И вот наконец радостная весть: "Я не один. За другим столом сидит человек по имени Рая Андреева и читает Шиллера — скоро летняя сессия, а она — заочница ВГУ (Воронежский госуниверситет. — М.Ш.). Работает в нашей газете; в апреле мы скрепили свой союз…"

А холод коллег по литературному цеху оставался. Передо мной письма Алексея 1969 года.

Начало года. Поиски работы. "Кругом глухо, не знаю, что деется на воронежском Парнасе. Литсреда — штука тяжёлая, и если что родится в тебе, то только вне её. Ладно, к чёрту. Потчую тебя стихами!"… Прекрасна эта строка на фоне "глухоты кругом"!..

"В Воронеже в будущем году должна выйти моя книжка "Во имя твоё" — вся новая, сорок стихотворений. Москва в плане утвердила, договор оформлен, но деликатнейший Андрей Гаврилович (Долженко, тогдашний директор издательства. — М.Ш.) с обворожительной улыбкой мурыжит мою душу вот уже которй раз, не выдавая 25 процентов аванса (положенные при подписании издательского договора. — М.Ш.). Вот и существуй в мире — прекрасном и яростном". В 1970 году книжка "Во имя твоё" так и не вышла…
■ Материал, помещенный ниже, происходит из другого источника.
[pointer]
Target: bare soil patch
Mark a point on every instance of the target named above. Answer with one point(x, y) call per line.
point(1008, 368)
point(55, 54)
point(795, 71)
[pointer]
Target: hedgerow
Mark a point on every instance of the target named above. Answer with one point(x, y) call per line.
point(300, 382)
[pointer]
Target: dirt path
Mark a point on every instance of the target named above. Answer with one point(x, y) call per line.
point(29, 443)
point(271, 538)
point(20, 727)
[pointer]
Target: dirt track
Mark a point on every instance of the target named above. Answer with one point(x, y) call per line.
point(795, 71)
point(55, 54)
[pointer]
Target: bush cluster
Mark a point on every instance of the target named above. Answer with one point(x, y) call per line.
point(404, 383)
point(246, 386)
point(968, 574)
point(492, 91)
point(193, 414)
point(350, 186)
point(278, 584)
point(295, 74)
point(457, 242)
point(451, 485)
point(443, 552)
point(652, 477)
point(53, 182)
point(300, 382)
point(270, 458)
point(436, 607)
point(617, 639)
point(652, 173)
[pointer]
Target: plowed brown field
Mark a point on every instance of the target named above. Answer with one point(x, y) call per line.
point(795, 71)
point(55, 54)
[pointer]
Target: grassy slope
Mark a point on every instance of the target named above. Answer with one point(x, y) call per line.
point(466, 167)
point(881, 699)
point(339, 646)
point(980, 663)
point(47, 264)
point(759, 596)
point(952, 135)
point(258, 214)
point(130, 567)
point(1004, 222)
В 1970 году Алексей Прасолов обращается с письмом в правление Союза писателей РСФСР: "…Я поэт, имею три сборника стихов… работаю над новой книгой… Работа в газете у меня на первом месте, литературное творчество — на втором. Ладно уж, ночь зато моя. Но ночью негде работать: я живу с женой на частной квартире… в перспективе (насчёт квартиры. — М.Ш.) пока ничего нет. Скоро у нас будет ребёнок, жить в таких условиях и писать невозможно. В Воронежской писательской организации лежит уже не первое моё заявление о квартире. Не первый раз я слышу посулы. И только…"

С этим письмом я, будучи консультантом правления, пошёл к его председателю. Было послано письмо Воронежскому областному руководству. Были звонки в обком партии, в отделение Союза писателей.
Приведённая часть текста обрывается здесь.